So, finally, it is here. Planning’s Big Day.

After all the claim and counter claim we will finally find out what the National Planning Policy Framework has in store for English land use planning policy. Will it lay waste to England’s green and pleasant land as some claim, or will it simplify, speed up, and deliver growth whilst protecting our green and pleasant land? 

In short, who is going to win, and who to lose. In the blue corner Government, BPF, HBF and others, or the team in the green corner CPRE, National Trust and RSPB?

To help you gauge the ups and downs we have produced a handy little checklist.

  1. Presumption in favour of sustainable development. If this weights economic considerations above the social and environmental Government are clearly on to a winner. If the economic is to have equal weight to  social and economic considerations Greg Clark might be getting his coat.
  2. Countryside protection. On this one, if the environmental lobby have managed to have a general protection for the countryside inserted in to NPPF it is a major coup, and would be another big defeat for Eric Pickles’ boys. If this change hasn’t been taken on board then it will be trebles all round at Eland House.
  3. Brownfield first. Heavily trailed already as a concession of sorts, albeit with locally set targets (read last week’s Treasury Red Book), the exact wording on this one could further signal of who is coming out on top.
  4. Local Plans. Will the automatic granting of permission when a plan is out of date, indeterminate, or silent survive? If it does the environmental lobby will have seen a significant turnaround, and the Treasury will probably have been all over the drafting of the NPPF. If the reverse is true, then this would be a major climbdown, and for a lot of local planning authorities the panic will be over.
  5. Transitional arrangements. Once again flagged in the Treasury Red Book. Key here will be how long local planning authorities will have to put up to date plans in place, and the level of support they are given be DCLG. A long transitional period, and bags of cash will mean the Government have probably raised the white flag and given up on planning reform. A 12 month period of grace, with big sticks at the end, and once again the Treasury must be calling the shots. Big win for the DCLG team.
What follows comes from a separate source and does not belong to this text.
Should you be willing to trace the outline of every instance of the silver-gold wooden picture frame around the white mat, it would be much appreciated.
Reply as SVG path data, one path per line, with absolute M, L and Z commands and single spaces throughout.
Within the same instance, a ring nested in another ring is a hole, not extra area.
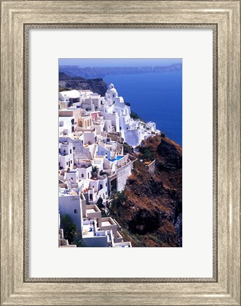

So if Government come out on top as 5-0 or 4-1 winners on this lot things will never be the same again. Expect some of the worst excesses of the 1980s to reappear – planning by appeal; poorly designed executive housing estates; and mullet hair cuts. Did they ever go way? 5-0 or 4-1 against the Government and this is a climbdown of epic proportions – expect job losses in any DCLG reshuffle.   

3-2 either way then we feel an honourable compromise. Let’s plan! 

Exciting isn’t it? Anoraks that we are, we can’t wait. We will be giving our take on the result as soon as we can after the NPPF’s publication at 12.30 today.